Donald Knuth in the first volume of his book presents a mathematical definition of an algorithm that satisfies the first four criteria for a list of instructions to be an algorithm (finiteness, definiteness, input and output). He defines his fifth criterion as "effectiveness". He explains this to be "computable in principle exactly in a finite amount of time by someone with pencil and paper".
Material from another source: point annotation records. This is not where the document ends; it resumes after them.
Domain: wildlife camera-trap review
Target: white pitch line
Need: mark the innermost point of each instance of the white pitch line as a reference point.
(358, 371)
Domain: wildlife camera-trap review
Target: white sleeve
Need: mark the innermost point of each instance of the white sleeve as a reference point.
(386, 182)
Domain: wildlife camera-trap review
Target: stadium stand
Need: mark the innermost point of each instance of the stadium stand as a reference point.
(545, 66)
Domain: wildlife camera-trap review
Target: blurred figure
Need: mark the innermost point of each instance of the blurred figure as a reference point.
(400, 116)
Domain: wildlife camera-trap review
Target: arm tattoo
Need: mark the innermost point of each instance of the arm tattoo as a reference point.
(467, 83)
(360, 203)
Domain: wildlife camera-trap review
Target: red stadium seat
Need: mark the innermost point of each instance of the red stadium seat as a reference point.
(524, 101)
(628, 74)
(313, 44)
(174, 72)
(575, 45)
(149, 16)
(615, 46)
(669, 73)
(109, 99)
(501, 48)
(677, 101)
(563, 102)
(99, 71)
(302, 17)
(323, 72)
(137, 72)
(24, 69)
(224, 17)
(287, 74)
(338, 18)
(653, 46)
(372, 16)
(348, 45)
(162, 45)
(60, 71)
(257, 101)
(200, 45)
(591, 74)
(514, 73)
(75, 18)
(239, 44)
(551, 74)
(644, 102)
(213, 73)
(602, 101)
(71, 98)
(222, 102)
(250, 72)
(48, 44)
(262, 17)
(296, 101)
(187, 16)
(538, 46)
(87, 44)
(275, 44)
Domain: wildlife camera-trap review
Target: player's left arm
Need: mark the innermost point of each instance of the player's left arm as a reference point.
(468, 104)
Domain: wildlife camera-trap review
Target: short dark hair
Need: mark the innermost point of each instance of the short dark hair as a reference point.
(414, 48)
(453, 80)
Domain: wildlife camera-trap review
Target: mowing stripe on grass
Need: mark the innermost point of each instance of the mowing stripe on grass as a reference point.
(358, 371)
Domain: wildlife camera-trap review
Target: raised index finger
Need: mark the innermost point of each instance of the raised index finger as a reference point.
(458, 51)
He then gives a method of computation that qualifies for this fifth criterion also. This is a modification of the model that involves symbol manipulation proposed by A.A. Markov.  N.J. Cutland in his book "Computability" says on page 65 that "Markov-computability on N (the set of natural numbers) is defined by using some system of representing numbers in the usual way, and thus coincides with the other approaches to computability". This seems to suggest that the class of Markov-computable functions coincides with the class of, for example, Turing-computable functions. This is probably true of Knuth-computable functions also. Nevertheless, it would be nice to have a direct proof that Knuth-computable functions are the same as partial recursive functions.

An exposition of Knuth-computability is given here.

The Program Dynamics Course - 2009

Last year I had given a semester course based on my book IMCS with the title "Program Dynamics" at the International Institute of Information Technology, Hyderabad, India. This year I am offering it again. On occasion, I hand around some supplementary material to the class. All such material is gathered here.